Automated deployment eliminates much of the need to build hardware expertise into a data center team, and existing hardware experts can focus instead on performance tuning and bottleneck mitigation.
Likewise, the automated management of updates and upgrades removes a major chore in large cluster operations. It also radically reduces the risk of uneven update practices, manual errors and complexity with multi-module software stacks such as OpenStack.
Automatic software updates spill over into application and image management. We are seeing automated image validation, along with certified image libraries, which help resolve potential quality or malware issues.
Hybrid cloud monitoring
To make an informed decision about hybrid cloud performance or failures, admins must know what has happened and how it happened. A monitoring system is essential within any large-scale management suite, and should monitor events, performance and system response time. Newer packages can even detect slowing activity in an app segment, which can enable root-cause determination.
The easiest way to give cloud tenants agility and freedom is to apply a policy control system, defined by central IT, which constrains the choices tenants can make, but still within wide boundaries. By providing templates, this also simplifies the admins' work and reduces manual errors. A good hybrid cloud management platform controls and publishes policy templates.
With software-defined infrastructure arriving as the next IT wave, policy-based control is critical to manage fast-moving configuration changes; there's no time for a paper-based request system. A good deal of progress has been made in networking to bring policy-based software-defined networking and network functions virtualization to realization, and early success stories point to improved ease-of-use and rapid response to demand.

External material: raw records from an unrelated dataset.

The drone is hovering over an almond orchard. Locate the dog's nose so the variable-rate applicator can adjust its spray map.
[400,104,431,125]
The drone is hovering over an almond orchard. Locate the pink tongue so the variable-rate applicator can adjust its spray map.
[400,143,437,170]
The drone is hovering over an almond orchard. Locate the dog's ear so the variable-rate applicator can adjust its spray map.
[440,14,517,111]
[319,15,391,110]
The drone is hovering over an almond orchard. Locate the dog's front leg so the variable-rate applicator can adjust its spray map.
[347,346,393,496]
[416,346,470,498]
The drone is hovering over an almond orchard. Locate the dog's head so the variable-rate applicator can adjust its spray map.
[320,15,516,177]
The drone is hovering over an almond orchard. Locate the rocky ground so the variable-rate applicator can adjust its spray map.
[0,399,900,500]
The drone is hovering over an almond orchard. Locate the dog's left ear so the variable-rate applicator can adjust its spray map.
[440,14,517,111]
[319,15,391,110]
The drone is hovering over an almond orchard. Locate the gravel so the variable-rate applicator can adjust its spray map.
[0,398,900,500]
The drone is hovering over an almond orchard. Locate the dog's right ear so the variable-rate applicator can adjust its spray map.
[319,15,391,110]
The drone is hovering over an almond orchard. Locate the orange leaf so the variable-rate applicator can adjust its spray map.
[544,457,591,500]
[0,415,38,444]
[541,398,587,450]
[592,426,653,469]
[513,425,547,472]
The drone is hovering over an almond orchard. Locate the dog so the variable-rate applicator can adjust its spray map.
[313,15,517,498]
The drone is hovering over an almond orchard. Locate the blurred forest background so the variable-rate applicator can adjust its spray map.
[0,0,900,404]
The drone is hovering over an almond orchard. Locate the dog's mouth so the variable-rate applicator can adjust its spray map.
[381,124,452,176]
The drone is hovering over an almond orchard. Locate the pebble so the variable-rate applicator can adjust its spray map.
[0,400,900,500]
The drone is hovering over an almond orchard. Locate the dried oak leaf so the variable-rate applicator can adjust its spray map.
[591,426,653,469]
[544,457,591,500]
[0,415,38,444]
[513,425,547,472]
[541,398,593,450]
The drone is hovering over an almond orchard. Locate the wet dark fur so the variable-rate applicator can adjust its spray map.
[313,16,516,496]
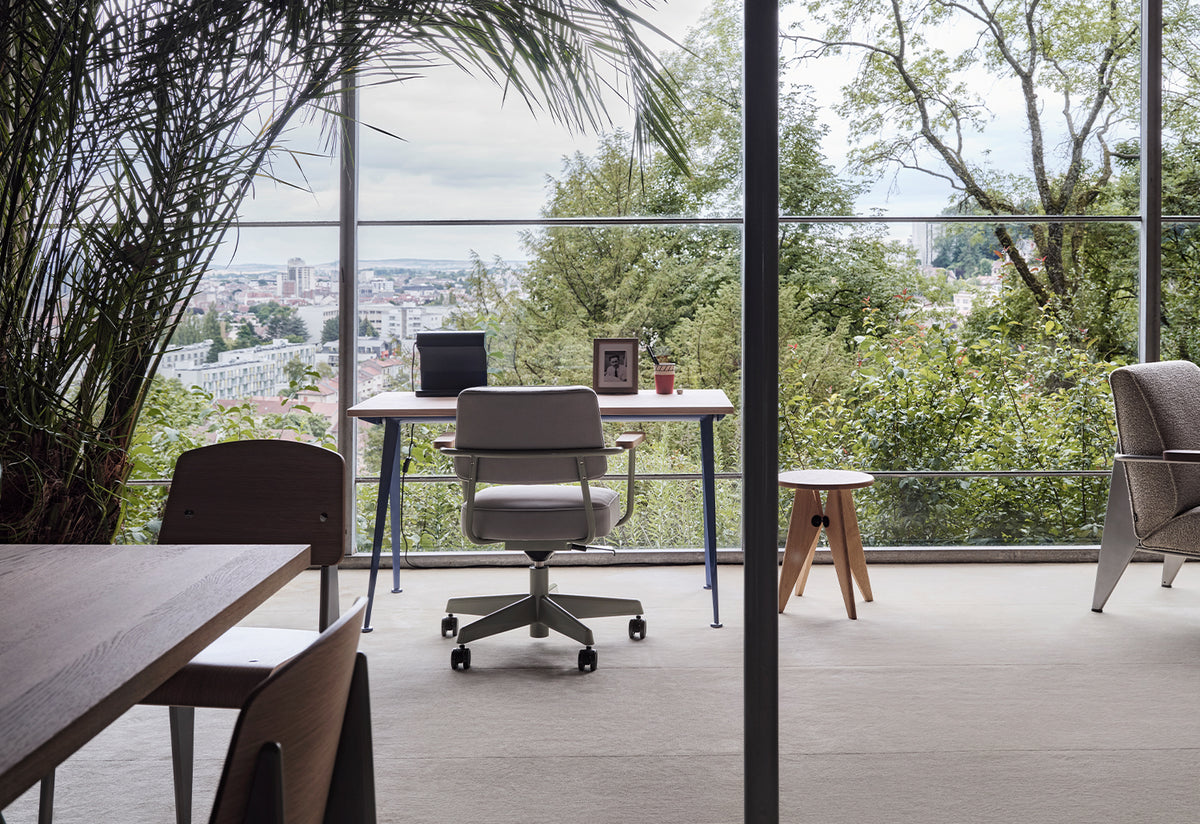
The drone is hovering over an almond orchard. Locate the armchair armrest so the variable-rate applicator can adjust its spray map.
[1112,450,1200,465]
[617,432,648,450]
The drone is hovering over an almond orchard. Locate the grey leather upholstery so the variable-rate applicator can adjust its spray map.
[442,386,646,669]
[1109,361,1200,546]
[1092,361,1200,612]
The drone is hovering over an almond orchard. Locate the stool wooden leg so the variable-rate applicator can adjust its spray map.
[826,489,858,620]
[838,489,875,601]
[779,489,822,612]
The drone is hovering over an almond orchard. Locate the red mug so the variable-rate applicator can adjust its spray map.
[654,363,674,395]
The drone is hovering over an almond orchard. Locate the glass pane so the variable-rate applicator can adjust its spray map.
[781,0,1139,216]
[360,0,740,220]
[358,225,742,551]
[120,229,338,542]
[779,223,1138,546]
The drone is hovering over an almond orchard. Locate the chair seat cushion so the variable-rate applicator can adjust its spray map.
[1141,506,1200,555]
[142,626,318,709]
[463,485,620,542]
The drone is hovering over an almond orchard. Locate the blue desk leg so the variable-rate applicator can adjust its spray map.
[700,415,721,628]
[362,419,400,632]
[391,431,404,593]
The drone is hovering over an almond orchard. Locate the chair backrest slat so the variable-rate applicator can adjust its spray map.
[158,440,346,566]
[211,597,367,824]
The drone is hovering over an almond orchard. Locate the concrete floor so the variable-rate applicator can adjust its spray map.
[4,564,1200,824]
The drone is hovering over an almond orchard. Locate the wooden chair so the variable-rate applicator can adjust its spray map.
[209,597,374,824]
[143,440,346,824]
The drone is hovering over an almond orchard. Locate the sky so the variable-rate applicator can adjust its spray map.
[216,0,1137,266]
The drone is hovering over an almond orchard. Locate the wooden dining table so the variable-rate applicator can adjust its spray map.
[0,543,308,811]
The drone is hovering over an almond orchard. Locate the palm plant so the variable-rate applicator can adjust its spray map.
[0,0,682,542]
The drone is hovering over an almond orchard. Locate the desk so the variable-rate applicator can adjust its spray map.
[0,545,308,810]
[348,389,733,632]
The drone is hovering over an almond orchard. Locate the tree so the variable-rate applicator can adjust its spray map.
[0,0,683,542]
[511,0,917,395]
[790,0,1139,327]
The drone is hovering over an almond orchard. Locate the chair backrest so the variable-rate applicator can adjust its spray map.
[210,597,367,824]
[455,386,608,483]
[158,440,347,566]
[1109,361,1200,537]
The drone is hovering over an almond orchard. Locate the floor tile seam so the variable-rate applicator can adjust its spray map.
[388,747,744,764]
[779,660,1200,673]
[779,746,1200,758]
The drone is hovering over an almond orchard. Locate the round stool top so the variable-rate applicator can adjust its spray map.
[779,469,875,489]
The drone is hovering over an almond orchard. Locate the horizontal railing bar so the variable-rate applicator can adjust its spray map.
[229,215,1147,229]
[345,469,1111,483]
[126,469,1112,486]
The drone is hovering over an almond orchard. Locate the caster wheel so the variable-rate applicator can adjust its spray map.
[450,646,470,669]
[629,615,646,640]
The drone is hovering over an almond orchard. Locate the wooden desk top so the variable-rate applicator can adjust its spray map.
[0,545,308,810]
[347,389,734,421]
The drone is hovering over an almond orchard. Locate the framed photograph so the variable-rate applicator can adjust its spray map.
[592,337,637,395]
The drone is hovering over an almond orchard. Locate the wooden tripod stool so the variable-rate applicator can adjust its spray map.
[779,469,875,620]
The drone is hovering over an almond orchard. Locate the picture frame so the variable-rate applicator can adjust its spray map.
[592,337,638,395]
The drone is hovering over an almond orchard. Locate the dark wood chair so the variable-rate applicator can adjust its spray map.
[143,440,347,824]
[210,597,376,824]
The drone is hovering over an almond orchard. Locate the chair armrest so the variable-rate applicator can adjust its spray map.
[442,446,620,458]
[1112,450,1200,463]
[617,432,648,450]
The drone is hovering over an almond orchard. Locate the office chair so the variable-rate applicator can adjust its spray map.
[1092,361,1200,612]
[143,440,346,824]
[437,386,646,672]
[210,597,376,824]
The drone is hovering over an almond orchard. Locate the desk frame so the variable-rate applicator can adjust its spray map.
[348,390,733,632]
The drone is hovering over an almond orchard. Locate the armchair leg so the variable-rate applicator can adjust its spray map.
[167,706,196,824]
[458,596,538,645]
[446,593,529,615]
[538,596,595,646]
[546,593,646,619]
[1092,463,1138,612]
[1163,555,1187,587]
[38,770,54,824]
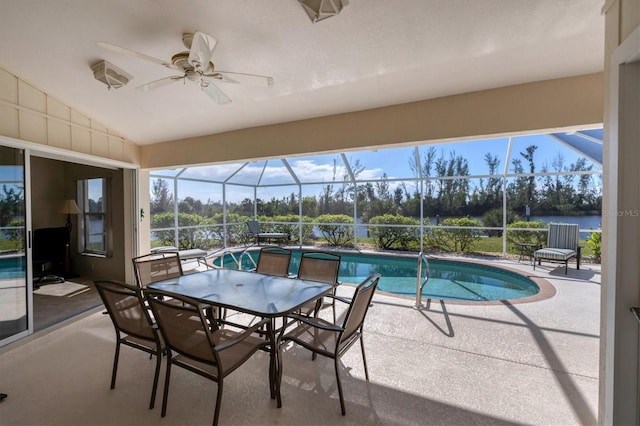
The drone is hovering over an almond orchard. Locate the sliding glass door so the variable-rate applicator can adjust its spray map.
[0,146,30,346]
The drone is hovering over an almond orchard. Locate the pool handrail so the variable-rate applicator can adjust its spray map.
[416,251,430,309]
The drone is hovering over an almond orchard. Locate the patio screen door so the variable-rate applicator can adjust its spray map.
[0,146,29,346]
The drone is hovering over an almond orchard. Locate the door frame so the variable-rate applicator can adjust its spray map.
[0,135,140,348]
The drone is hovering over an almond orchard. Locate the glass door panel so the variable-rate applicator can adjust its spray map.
[0,146,29,346]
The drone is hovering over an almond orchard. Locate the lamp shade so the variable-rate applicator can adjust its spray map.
[58,200,82,214]
[298,0,349,23]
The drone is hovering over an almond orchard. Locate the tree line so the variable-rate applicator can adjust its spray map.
[151,145,602,221]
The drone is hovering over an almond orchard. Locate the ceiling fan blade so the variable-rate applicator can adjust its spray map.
[96,41,182,71]
[136,75,184,92]
[205,71,273,87]
[188,31,218,71]
[201,81,231,105]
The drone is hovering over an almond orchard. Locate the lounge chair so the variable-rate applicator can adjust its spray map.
[247,220,289,245]
[533,223,581,275]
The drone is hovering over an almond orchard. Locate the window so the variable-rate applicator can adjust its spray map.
[78,178,108,255]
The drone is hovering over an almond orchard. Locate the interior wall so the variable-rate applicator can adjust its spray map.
[599,0,640,425]
[0,68,139,164]
[66,163,127,284]
[31,157,127,283]
[140,73,604,169]
[31,157,66,229]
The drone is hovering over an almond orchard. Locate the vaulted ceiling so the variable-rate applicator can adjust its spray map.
[0,0,604,144]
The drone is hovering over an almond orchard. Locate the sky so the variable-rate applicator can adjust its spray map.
[151,128,602,202]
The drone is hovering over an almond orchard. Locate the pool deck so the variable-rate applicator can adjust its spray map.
[0,258,600,425]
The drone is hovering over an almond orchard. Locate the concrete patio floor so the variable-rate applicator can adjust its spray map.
[0,259,600,425]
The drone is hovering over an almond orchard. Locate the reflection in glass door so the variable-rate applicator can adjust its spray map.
[0,146,29,346]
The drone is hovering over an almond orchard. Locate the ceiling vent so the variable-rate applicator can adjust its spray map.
[298,0,349,23]
[91,61,133,89]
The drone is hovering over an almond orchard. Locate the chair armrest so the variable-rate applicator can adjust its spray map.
[324,294,351,305]
[214,318,271,352]
[287,314,344,332]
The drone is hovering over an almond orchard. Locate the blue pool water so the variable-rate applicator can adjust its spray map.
[0,255,25,280]
[215,250,540,301]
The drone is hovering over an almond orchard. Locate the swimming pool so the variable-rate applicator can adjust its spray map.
[215,250,540,302]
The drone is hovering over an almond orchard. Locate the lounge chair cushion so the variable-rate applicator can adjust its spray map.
[534,248,578,261]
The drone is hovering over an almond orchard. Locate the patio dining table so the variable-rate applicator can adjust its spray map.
[149,269,333,408]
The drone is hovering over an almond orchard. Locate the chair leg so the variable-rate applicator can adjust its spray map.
[149,351,162,410]
[213,377,223,426]
[160,352,171,417]
[360,334,369,382]
[333,357,347,416]
[111,342,120,389]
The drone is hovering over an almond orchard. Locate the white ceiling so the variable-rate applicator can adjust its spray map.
[0,0,604,144]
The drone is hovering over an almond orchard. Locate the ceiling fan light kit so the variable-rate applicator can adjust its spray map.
[91,61,133,89]
[298,0,349,23]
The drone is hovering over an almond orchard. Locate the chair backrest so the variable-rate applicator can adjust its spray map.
[256,247,291,277]
[298,251,340,285]
[146,289,219,364]
[145,289,218,364]
[547,223,580,250]
[338,274,380,346]
[94,280,158,341]
[133,252,183,288]
[247,220,260,235]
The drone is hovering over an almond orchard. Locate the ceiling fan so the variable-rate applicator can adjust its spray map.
[96,31,273,104]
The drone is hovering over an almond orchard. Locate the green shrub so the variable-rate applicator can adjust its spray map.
[482,208,516,237]
[587,232,602,263]
[151,212,211,250]
[316,214,353,246]
[425,217,481,252]
[369,214,420,250]
[507,220,547,252]
[5,219,24,251]
[209,213,250,245]
[258,214,313,242]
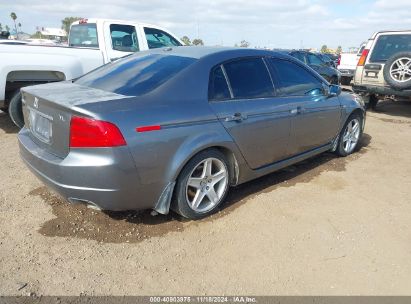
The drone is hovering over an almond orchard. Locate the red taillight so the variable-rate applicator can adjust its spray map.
[357,49,370,66]
[70,116,126,148]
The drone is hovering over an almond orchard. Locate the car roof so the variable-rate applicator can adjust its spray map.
[371,30,411,39]
[140,46,290,59]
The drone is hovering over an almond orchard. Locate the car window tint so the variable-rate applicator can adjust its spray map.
[75,53,197,96]
[291,52,306,63]
[270,59,323,96]
[307,53,324,65]
[69,23,98,48]
[110,24,139,52]
[144,27,181,49]
[370,35,411,62]
[224,58,274,98]
[208,66,231,100]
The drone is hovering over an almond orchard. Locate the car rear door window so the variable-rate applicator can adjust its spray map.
[208,66,231,101]
[110,24,139,52]
[307,53,324,65]
[270,58,323,96]
[224,58,274,99]
[291,52,306,63]
[370,34,411,62]
[144,27,181,49]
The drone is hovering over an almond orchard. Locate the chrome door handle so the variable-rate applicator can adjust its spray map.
[225,113,247,122]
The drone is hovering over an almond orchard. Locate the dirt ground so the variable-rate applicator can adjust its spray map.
[0,101,411,295]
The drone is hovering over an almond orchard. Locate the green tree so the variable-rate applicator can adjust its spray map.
[181,36,191,45]
[240,40,250,47]
[10,12,19,39]
[193,38,204,45]
[61,17,83,35]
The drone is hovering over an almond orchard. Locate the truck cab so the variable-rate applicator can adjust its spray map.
[0,19,183,127]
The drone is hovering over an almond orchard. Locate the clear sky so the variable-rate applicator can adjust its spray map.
[0,0,411,49]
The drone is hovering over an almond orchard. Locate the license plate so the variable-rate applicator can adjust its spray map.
[29,108,53,143]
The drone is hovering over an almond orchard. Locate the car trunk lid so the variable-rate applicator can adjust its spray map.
[21,82,127,158]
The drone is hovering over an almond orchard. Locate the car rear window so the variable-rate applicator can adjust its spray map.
[69,23,98,48]
[75,54,196,96]
[270,58,322,96]
[224,58,274,99]
[370,34,411,62]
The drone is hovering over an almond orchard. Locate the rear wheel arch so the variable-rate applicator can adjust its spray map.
[173,145,240,185]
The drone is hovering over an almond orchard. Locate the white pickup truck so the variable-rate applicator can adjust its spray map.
[337,44,365,85]
[0,19,184,127]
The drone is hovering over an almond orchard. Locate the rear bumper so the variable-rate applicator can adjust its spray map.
[352,84,411,97]
[18,128,159,211]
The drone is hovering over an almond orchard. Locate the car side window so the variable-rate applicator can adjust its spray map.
[291,52,306,63]
[110,24,139,52]
[208,66,231,101]
[270,58,323,96]
[307,53,324,65]
[223,57,274,99]
[144,27,181,49]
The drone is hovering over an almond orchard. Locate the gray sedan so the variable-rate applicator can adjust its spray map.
[18,47,365,219]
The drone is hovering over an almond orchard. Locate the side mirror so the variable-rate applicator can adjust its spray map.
[328,84,341,97]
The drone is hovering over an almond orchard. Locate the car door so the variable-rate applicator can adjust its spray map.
[104,22,141,61]
[209,57,291,169]
[270,58,342,155]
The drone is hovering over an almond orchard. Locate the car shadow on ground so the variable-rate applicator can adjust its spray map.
[0,111,19,133]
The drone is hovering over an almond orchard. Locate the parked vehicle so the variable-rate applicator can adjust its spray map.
[315,53,338,69]
[353,31,411,108]
[337,44,365,85]
[281,50,340,84]
[18,47,365,219]
[0,19,183,127]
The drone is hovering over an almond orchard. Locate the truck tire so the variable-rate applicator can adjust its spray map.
[383,52,411,90]
[9,91,24,129]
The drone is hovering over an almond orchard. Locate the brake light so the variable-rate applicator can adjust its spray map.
[70,116,127,148]
[357,49,370,66]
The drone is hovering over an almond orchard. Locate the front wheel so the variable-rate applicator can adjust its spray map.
[9,91,24,129]
[173,149,230,220]
[336,113,363,156]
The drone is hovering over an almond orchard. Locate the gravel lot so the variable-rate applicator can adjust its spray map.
[0,101,411,295]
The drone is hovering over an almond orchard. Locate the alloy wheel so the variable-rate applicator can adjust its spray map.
[390,57,411,82]
[343,118,361,154]
[186,158,228,213]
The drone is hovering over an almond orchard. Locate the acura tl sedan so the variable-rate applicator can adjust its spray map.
[18,47,365,219]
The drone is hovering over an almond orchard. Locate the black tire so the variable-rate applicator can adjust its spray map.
[335,112,364,157]
[383,52,411,90]
[171,149,230,220]
[330,76,339,85]
[341,76,352,85]
[9,91,24,129]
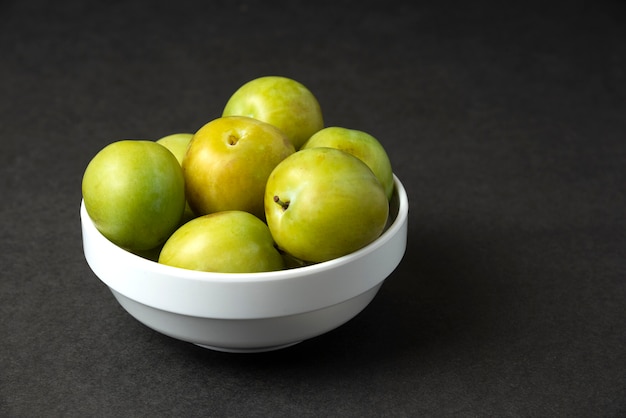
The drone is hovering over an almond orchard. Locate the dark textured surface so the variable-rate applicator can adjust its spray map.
[0,1,626,417]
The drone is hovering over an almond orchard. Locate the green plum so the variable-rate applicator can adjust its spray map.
[156,132,196,223]
[158,210,284,273]
[264,147,389,262]
[156,132,193,166]
[82,140,185,251]
[302,126,393,199]
[183,116,295,219]
[222,76,324,150]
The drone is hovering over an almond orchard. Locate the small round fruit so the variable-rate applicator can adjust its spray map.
[222,76,324,150]
[265,147,389,262]
[183,116,295,219]
[159,211,284,273]
[302,126,393,199]
[82,140,185,251]
[156,133,196,222]
[156,132,193,166]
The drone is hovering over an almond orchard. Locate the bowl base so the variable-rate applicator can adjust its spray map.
[195,341,302,353]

Despite early concerns about public cloud security, evidence suggests that mega-clouds are actually more secure than typical data centers. The challenge in hybrid cloud is to apply those public cloud security practices to cover all of a hybrid environment seamlessly.
Modern tool sets for hybrid cloud security are somewhat fragmented, with point software for firewalls, access controls and more. We can, however, expect disparate modules to merge into security suites over time to ease integration challenges.
Encryption, of all of the security features, remains a major thorn in cloud operations, although this is mostly true of traditional data center operations, too. Most users do not encrypt critical data and we often see businesses pay the price for that. Performance in encryption and key management are both challenges that the industry is still working through, but it takes a serious level of user demand, which seems to be lacking.
Intrusion detection, which spots invaders or even accidental incursions, is relatively new, but is another way to protect hybrid clouds' attack surface. This method can handle an agile environment where configurations and external accesses are fluid, and where there are many tenants operating quasi-independently. An intrusion detection tool would have thwarted many recent prominent attacks, such as at Target, Experian, Anthem and JP Morgan.
Admins will want to run their cloud just like AWS -- on a pay-for-play basis -- so they will need a billing tool. Billing tools may offer the ability to control spending policies and limit tenant operations, but all will tally up the charges at the end of the month. A good model for billing is provided by any mega-cloud provider.
The importance of good billing is apparent in the scientific community, where fine-grained, pay-as-you-go access to supercomputing clouds has led to more projects running with simulations and powerful data analysis. The case for hybrid cloud automation is strong, and vendors are moving to meet this need.